Lift the Veil, and...






...you just find another one.

Some things just become more ambiguous, not clearer, the more you look into them.  Mostly, to avoid these headaches, people either just accept things (like the frog who gets boiled without noticing that his future is changing for the worse as the heat under the pot is turned up very slowly), or they have beliefs that save them the trouble of thinking matters through.

So, recently Coca-Cola announced that they are going to go to a 100% bioplastic "plant bottle" which is made from plant materials instead of being petroleum-based.  Right now, their bottles are already 30% made from such renewable feed stock (petroleum being, for a fact, despite the claims of scientists such as S. Palin, both finite and non-renewable).  The other 70% is now PET plastic along with some chemicals for softening and flexibility. To make the project economically as painless as possible, they're partnering with a Wisconsin company, Virent, to refine the process of producing purer paraxylene from a byproduct of the biofuel production process.  Other large packagers are on board, such as Heinz and Proctor & Gamble, as well as Ford, which has already pioneered use of recycled PET plastic for interiors.  The Air Force is testing jet biofuel, and Honda and Shell Oil are in also.  Big corporate environmentalism?  Bring it on, since, let's face it, another article in the Sierra Club magine pushing the idea isn't going to move much on the global chessboard.
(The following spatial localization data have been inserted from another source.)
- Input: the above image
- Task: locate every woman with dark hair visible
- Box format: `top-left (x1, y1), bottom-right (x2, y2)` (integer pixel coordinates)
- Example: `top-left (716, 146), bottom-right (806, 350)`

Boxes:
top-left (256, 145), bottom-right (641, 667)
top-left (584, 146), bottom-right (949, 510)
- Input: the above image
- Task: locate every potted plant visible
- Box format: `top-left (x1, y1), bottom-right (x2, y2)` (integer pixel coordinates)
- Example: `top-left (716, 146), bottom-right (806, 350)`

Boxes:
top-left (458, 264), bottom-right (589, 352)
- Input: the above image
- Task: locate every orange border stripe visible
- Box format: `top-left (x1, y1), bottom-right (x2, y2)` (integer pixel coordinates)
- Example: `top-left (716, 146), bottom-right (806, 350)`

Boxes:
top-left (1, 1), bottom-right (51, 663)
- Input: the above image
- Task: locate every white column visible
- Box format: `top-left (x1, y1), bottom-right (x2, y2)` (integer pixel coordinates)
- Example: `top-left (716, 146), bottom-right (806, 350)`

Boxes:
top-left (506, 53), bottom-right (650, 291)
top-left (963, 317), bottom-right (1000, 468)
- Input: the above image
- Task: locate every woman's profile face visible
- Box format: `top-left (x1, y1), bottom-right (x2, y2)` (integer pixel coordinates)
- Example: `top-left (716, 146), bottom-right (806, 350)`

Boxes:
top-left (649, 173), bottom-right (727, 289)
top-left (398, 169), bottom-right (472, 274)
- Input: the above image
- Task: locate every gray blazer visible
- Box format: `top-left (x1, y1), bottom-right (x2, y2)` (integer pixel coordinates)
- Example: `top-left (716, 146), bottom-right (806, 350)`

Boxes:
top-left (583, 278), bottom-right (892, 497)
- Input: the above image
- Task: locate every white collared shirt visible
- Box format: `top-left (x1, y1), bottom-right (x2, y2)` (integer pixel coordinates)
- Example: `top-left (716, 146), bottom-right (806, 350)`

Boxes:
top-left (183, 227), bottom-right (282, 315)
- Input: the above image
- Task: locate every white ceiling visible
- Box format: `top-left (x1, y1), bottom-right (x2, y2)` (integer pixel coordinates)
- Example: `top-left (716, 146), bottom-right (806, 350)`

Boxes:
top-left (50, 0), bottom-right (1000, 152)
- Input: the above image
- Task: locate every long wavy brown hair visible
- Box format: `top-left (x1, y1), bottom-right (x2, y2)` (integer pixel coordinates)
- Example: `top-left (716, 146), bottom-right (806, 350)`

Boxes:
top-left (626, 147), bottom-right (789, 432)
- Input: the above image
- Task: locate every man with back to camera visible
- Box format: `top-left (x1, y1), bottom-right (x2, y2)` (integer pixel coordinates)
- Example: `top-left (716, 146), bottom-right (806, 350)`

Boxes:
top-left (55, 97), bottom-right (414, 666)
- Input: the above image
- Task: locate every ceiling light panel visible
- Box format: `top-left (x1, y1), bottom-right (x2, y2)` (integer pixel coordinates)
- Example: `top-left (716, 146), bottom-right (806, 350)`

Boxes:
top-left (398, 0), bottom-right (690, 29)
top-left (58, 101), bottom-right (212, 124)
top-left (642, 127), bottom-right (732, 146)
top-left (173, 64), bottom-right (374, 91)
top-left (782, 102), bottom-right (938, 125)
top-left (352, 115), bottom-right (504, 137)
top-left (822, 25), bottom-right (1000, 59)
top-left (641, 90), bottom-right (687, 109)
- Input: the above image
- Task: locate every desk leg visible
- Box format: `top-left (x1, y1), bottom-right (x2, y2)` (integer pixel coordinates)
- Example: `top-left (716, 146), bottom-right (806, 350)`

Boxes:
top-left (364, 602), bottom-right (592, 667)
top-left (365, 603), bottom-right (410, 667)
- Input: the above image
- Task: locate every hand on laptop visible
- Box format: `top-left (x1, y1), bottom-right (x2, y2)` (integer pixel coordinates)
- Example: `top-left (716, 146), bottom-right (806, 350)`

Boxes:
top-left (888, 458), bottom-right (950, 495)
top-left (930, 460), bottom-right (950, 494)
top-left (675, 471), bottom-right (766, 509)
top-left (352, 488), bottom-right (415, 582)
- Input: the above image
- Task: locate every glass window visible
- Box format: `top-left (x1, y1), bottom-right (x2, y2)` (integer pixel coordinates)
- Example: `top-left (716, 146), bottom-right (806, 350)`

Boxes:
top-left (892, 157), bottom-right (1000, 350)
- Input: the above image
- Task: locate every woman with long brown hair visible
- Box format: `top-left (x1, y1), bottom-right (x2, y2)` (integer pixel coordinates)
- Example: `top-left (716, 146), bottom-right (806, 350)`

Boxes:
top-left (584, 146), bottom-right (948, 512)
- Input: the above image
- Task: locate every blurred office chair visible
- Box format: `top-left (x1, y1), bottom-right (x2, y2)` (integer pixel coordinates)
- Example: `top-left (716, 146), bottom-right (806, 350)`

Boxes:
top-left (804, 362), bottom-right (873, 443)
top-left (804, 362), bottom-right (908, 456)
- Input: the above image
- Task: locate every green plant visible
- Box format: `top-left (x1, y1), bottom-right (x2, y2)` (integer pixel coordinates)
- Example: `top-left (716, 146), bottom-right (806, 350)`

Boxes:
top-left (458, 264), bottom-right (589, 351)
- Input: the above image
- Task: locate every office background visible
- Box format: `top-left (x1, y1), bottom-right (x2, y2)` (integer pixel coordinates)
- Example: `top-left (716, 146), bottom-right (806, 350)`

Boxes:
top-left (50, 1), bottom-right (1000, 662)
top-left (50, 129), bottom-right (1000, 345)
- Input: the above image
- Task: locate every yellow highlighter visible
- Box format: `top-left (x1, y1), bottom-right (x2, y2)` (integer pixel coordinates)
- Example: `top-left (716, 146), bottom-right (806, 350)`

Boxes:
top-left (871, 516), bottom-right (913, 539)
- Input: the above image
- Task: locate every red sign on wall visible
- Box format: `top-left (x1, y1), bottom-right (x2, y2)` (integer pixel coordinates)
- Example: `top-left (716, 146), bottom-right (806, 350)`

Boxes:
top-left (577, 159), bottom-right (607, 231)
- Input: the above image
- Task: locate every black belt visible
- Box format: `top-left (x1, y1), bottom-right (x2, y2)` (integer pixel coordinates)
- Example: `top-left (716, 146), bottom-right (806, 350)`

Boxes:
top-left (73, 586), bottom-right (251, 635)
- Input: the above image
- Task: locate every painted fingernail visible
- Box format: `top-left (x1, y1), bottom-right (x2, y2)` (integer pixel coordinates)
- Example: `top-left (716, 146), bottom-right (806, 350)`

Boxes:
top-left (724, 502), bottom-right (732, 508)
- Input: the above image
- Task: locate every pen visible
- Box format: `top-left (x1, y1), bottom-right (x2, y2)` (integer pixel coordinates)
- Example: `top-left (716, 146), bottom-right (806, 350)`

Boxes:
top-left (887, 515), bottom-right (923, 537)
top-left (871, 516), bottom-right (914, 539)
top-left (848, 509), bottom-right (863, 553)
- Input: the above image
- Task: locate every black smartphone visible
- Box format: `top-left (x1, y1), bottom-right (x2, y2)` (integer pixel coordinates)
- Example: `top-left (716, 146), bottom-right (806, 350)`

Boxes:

But then...using switch grass or plant leftovers sounds efficient and good, but what if the major source of plant feedstock for this new plastic turns out to be one of the major monocrops of industrial agriculture, such as corn?  The effects of expanding its production on our battered, eroding soils or creating square miles of new sugar cane fields by bulldozing the Amazon basin even more would be as hard on the world environment as the PET plastics already are.  That's more diesel fuel use, and more herbicides and pesticides, when we have far too much of that now.  And the plant-based plastic might well include the same dangerous additive chemicals for softening that are currently used.

Recycling problems will not go away.  The current rate with PET petroleum plastic bottles is only around 24% (except in states with refundable deposit laws, where it averages 70%), and the recycling industry is not set up to handle bioplastic.  Coca-Cola and other giants oppose deposit laws, since that system requires some effort from them.  In Europe, companies are being held accountable for accepting back their materials, even whole cars, but as long as one lobbyist draws breath in the USA, that won't happen here.

Dilemmas like this remind me of what Tony Soprano would say: "Well, whatcha gonna do?"